A tecnologia, relativamente nova, é chamada PCM (phase-change memory). Ela pode armazenar múltiplos bits por células durante longo período e tempo, e, até agora, sua retenção de dados só havia sido demonstrada em apenas um bit por célula – jamais em múltiplos, como a IBM conseguiu.

Os cientistas conseguiram a retenção de bits a longo prazo armazenados em uma rede de 200 mil células do chip PCM. O dispositivos foi fabricado por pesquisadores nos Estados Unidos e Suíça e, há 5 meses sendo testado, já apresenta uma grande nível de confiabilidade.

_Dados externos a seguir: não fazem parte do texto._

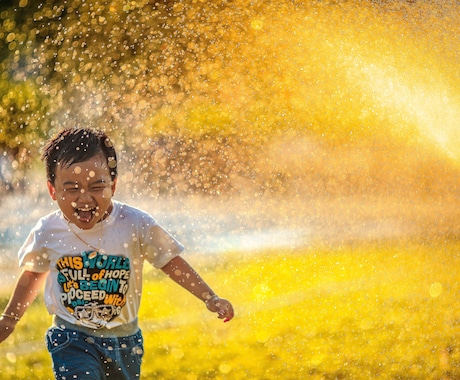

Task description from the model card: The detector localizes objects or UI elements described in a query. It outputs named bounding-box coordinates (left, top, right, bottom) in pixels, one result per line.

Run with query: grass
left=0, top=241, right=460, bottom=380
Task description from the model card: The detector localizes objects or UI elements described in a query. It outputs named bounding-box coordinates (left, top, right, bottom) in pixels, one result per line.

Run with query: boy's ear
left=47, top=181, right=56, bottom=201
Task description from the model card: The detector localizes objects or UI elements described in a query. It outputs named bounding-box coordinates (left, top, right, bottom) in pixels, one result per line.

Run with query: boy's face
left=48, top=153, right=116, bottom=229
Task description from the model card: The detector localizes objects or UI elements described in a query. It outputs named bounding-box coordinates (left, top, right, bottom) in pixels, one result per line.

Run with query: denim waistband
left=53, top=315, right=139, bottom=338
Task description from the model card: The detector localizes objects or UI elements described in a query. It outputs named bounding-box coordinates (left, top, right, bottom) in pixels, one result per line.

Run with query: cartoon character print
left=56, top=251, right=130, bottom=329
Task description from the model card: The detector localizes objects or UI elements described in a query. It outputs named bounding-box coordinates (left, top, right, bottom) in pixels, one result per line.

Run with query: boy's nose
left=78, top=189, right=93, bottom=202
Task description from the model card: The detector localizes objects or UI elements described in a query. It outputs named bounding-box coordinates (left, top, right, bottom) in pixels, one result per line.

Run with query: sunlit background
left=0, top=0, right=460, bottom=378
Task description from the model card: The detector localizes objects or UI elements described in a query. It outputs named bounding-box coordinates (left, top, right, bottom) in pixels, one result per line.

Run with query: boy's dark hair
left=41, top=128, right=117, bottom=184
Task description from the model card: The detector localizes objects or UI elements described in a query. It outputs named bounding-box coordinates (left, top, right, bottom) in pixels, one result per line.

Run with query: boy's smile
left=48, top=154, right=116, bottom=229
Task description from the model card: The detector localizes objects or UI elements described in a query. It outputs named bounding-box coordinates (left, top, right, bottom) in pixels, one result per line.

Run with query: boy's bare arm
left=161, top=256, right=234, bottom=322
left=0, top=271, right=48, bottom=342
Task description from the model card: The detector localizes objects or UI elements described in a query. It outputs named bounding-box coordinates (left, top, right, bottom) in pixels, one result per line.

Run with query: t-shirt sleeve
left=144, top=222, right=184, bottom=268
left=18, top=221, right=50, bottom=273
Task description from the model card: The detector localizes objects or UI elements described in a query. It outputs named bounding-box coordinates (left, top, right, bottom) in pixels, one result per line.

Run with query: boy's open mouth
left=74, top=207, right=98, bottom=223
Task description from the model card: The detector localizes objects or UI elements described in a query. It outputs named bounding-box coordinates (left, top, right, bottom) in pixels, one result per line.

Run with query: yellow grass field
left=0, top=241, right=460, bottom=380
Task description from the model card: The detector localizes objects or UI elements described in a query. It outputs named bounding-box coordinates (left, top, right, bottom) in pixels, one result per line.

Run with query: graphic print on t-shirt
left=56, top=251, right=130, bottom=328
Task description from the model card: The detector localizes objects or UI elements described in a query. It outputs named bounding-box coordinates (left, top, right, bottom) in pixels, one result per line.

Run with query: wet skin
left=48, top=153, right=116, bottom=230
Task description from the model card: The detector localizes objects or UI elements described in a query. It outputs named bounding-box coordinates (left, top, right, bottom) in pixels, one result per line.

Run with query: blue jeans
left=46, top=326, right=144, bottom=380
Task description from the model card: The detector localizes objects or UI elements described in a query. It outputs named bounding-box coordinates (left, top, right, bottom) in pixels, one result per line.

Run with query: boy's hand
left=205, top=295, right=235, bottom=322
left=0, top=317, right=17, bottom=342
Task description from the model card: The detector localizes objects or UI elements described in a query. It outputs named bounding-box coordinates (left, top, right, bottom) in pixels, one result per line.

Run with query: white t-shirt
left=18, top=201, right=184, bottom=329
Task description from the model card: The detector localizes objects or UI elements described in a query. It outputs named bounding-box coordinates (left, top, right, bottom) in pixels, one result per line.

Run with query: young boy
left=0, top=128, right=233, bottom=380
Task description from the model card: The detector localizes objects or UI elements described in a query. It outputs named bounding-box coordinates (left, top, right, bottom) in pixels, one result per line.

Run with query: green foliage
left=0, top=242, right=460, bottom=380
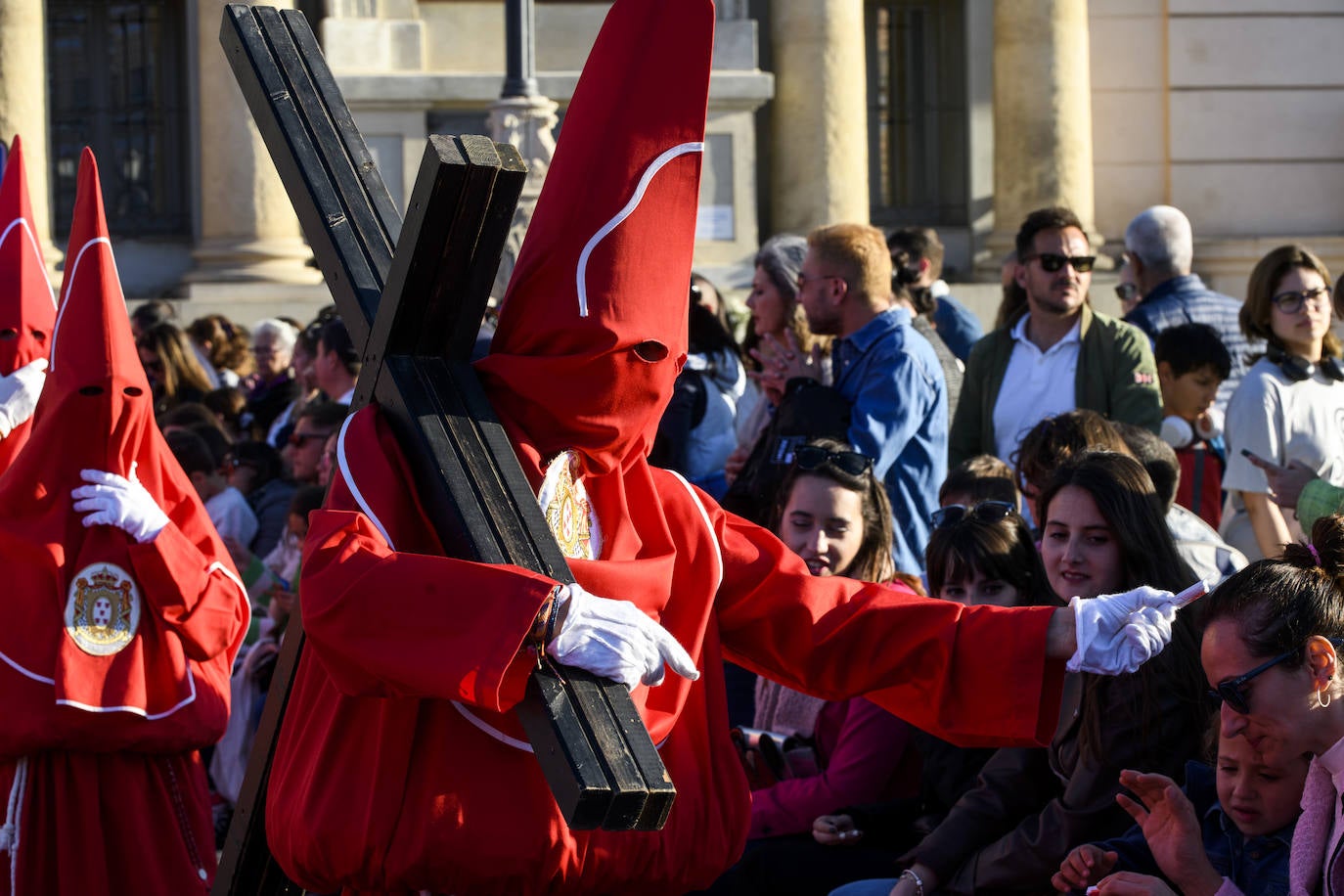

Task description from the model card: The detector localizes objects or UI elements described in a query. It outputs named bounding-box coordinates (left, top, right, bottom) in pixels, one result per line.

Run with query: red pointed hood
left=0, top=137, right=57, bottom=374
left=0, top=148, right=246, bottom=717
left=0, top=136, right=57, bottom=471
left=477, top=0, right=714, bottom=474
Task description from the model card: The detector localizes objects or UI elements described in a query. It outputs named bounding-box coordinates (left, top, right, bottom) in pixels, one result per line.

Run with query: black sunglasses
left=1208, top=638, right=1344, bottom=716
left=928, top=501, right=1017, bottom=529
left=1027, top=252, right=1097, bottom=274
left=793, top=445, right=873, bottom=475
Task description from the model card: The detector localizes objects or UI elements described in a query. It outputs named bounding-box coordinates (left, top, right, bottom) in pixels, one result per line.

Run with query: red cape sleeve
left=715, top=512, right=1064, bottom=747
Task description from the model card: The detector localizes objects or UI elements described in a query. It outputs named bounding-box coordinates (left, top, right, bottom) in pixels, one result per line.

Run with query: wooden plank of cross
left=213, top=4, right=675, bottom=895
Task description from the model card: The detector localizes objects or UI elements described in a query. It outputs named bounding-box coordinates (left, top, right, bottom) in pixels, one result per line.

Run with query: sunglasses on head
left=928, top=501, right=1017, bottom=529
left=1027, top=252, right=1097, bottom=274
left=1208, top=638, right=1344, bottom=716
left=793, top=445, right=873, bottom=475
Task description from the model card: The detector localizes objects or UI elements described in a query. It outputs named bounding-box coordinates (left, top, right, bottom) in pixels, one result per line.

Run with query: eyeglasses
left=1023, top=252, right=1097, bottom=274
left=928, top=501, right=1017, bottom=529
left=793, top=445, right=873, bottom=475
left=1269, top=287, right=1330, bottom=314
left=797, top=271, right=844, bottom=292
left=1208, top=638, right=1344, bottom=716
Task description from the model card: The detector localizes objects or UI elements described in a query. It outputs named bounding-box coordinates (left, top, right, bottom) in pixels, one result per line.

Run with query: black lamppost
left=500, top=0, right=536, bottom=98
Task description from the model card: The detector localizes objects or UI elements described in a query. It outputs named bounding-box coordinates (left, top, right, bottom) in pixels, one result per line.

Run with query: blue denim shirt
left=1125, top=274, right=1265, bottom=411
left=830, top=307, right=948, bottom=575
left=1097, top=762, right=1297, bottom=896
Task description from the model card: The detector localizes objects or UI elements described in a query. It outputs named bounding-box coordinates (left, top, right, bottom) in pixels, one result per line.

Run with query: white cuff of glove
left=69, top=470, right=168, bottom=544
left=0, top=357, right=47, bottom=438
left=1064, top=586, right=1176, bottom=676
left=546, top=584, right=700, bottom=691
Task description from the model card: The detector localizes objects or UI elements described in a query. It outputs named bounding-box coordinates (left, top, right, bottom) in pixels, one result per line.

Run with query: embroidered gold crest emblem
left=536, top=451, right=603, bottom=560
left=66, top=562, right=140, bottom=657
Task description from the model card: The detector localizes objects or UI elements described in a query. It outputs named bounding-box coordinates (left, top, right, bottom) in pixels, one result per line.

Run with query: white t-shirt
left=1221, top=357, right=1344, bottom=560
left=205, top=485, right=256, bottom=547
left=993, top=314, right=1082, bottom=465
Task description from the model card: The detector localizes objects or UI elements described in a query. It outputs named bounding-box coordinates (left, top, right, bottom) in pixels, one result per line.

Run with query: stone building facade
left=0, top=0, right=1344, bottom=321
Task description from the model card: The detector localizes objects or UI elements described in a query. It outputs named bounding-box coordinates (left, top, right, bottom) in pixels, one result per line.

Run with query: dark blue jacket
left=1097, top=762, right=1297, bottom=896
left=1125, top=274, right=1265, bottom=411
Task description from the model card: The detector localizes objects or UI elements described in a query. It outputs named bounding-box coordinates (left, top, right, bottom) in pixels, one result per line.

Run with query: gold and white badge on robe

A PCM não perde os dados quando a energia é cortada e é muito durável: aguenta 10 milhões de ciclos de escrita, comparados aos convencionais 30 mil do flash corporativo e 3 mil para o flash de computadores para usuário final. Por sua velocidade, ela permite ao computador dar o boot instantaneamente, além de abrir portas para a criação de memórias mais duráveis e baratas para celulares, aplicações na nuvem e até mesmo sistemas mais robustos, como armazenamento de dados em empresas.

Há tempos os pesquisadores vêm buscando uma memória universal, não volátil, com performance superior à do flash. Se tudo correr bem com as pesquisas da PCM, a IBM estima que ela poderá ser comercializada em até 5 anos.